A mostra “Bicicleta”, de Eduardo Nascimento, evidencia um interesse também partilhado pelo mundo da arte, a exemplo de Picasso, Duchamp, Andy Warhol e mais recentemente o francês Alain Delorme, o chinês Ai Weiwei e a polonesa Olek, entre tantos outros, que voltaram sua atenção para esse objeto, seja pela sua materialidade, pelas relações que evoca ou por seus aspectos simbólicos ou conceituais. Nesse sentido, o tema escolhido para marcar os 40 anos da carreira desse artista merecedor de respeito e admiração não poderia ser mais feliz.
Décadas percorridas, milhares de “clicks” realizados, alguns temas recorrentes. Entre carnavais, festivais de inverno, cenas bucólicas da cidade natal ou registros de andanças pelo mundo, as magrelas têm tido sua vez. Ao revisitar seus arquivos, o artista as (re)descobriu: elas sempre estiveram lá, infiltradas no meio de outros temas e interesses, despontando aqui e ali.
São muitas as bicicletas flagradas por Eduardo Nascimento. Vermelhas, rosas, amarelas, novas, enferrujadas, “de verdade”, “de brinquedo” ou “de enfeite”, elas têm se instalado confortavelmente e com frequência no campo de visão do artista. As imagens com que ele nos brinda dão pistas de um olhar focado cujos detalhes nunca passam despercebidos. Como elemento constante, sobressai-se o refinamento estético que conduz a resultados em que enquadramentos precisos são indissociáveis de uma paleta cromática original e saborosa.
Muitos dos momentos captados pelas lentes sensíveis de Eduardo, Edu ou simplesmente Bó, como seus conterrâneos e amigos o chamam, tiveram lugar em Antonina, onde bicicletas não costumam fazer uso de correntes ou cadeados.

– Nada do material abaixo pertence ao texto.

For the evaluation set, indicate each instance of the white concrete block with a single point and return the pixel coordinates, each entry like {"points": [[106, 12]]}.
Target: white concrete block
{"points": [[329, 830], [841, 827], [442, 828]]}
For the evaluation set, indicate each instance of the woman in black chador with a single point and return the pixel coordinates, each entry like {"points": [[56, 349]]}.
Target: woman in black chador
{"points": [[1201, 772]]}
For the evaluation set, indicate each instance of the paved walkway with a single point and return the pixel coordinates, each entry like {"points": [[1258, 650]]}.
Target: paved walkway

Integradas ao ambiente, circulam livremente e podem ser encontradas tranquilamente estacionadas nas entradas das casas, nas portas das vendas, das farmácias ou escolas, à espera de seus parceiros de viagem.

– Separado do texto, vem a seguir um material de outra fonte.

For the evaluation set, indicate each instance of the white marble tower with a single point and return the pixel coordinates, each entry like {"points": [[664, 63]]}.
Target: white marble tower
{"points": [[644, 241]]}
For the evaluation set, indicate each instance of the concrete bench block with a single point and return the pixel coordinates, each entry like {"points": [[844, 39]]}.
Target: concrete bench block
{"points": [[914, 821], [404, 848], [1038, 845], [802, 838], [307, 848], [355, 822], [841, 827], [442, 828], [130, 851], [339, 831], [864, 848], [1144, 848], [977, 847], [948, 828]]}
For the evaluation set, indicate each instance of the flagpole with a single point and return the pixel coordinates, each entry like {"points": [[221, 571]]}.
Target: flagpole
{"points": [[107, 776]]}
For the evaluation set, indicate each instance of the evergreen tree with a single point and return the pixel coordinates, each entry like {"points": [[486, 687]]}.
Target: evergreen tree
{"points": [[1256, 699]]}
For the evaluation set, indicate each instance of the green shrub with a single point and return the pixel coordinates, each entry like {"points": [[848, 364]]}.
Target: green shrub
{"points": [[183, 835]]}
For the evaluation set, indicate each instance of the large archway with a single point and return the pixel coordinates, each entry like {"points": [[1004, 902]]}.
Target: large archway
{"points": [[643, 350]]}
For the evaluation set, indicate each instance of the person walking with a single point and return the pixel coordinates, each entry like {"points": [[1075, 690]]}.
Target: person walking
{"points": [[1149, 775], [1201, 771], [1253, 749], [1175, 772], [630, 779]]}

Outros momentos, outros lugares, e mais imagens foram sendo adicionadas a essa coleção instigante e única, da qual vemos aqui apenas um pequeno fragmento. A partir das centenas de bicicletas observadas em 2008 no Lago de Como, Itália, citadas pelo artista como gatilho motivador da presente proposta, bicicletas e seus usuários têm sido eternizados em lugares por vezes tão perto, como a Ilha do Mel ou a Lapa, e por vezes mais distantes, como São Luiz e Barreirinha, no Maranhão, Gramado, no Rio Grande do Sul ou Manaus, no Amazonas.
Punta del Este, Santiago, Lima, Cusco, Havana, Lisboa, Milão, Roma, Florença, Paris e tantas outras cidades espalhadas pelo mundo também interessaram o olhar de Eduardo Nascimento com suas bicicletas amarradas em postes, encostadas nas árvores, equilibradas nos meios fios. Paradas ou em movimento, elas pontuam a solidão dos espaços urbanos e o ambiente conturbado de superfícies grafitadas, estando também inseridas nos parques, nas ruas, na beira dos mares e rios. O acaso uniu suas presenças momentâneas com a do fotógrafo em trânsito e as trouxe até nós.
Eduardo Nascimento nos emprestou seus olhos. Por meio deles, tornou possível que passeássemos por um mundo de bicicletas, levando-nos a imaginar, sonhar e refletir sobre a jornada da vida. Inevitável, cheia de percalços e surpresas, ela pode ter seu peso amenizado e tornar-se mais prazerosa se pudermos contar com ingredientes como a arte e umas boas pedaladas.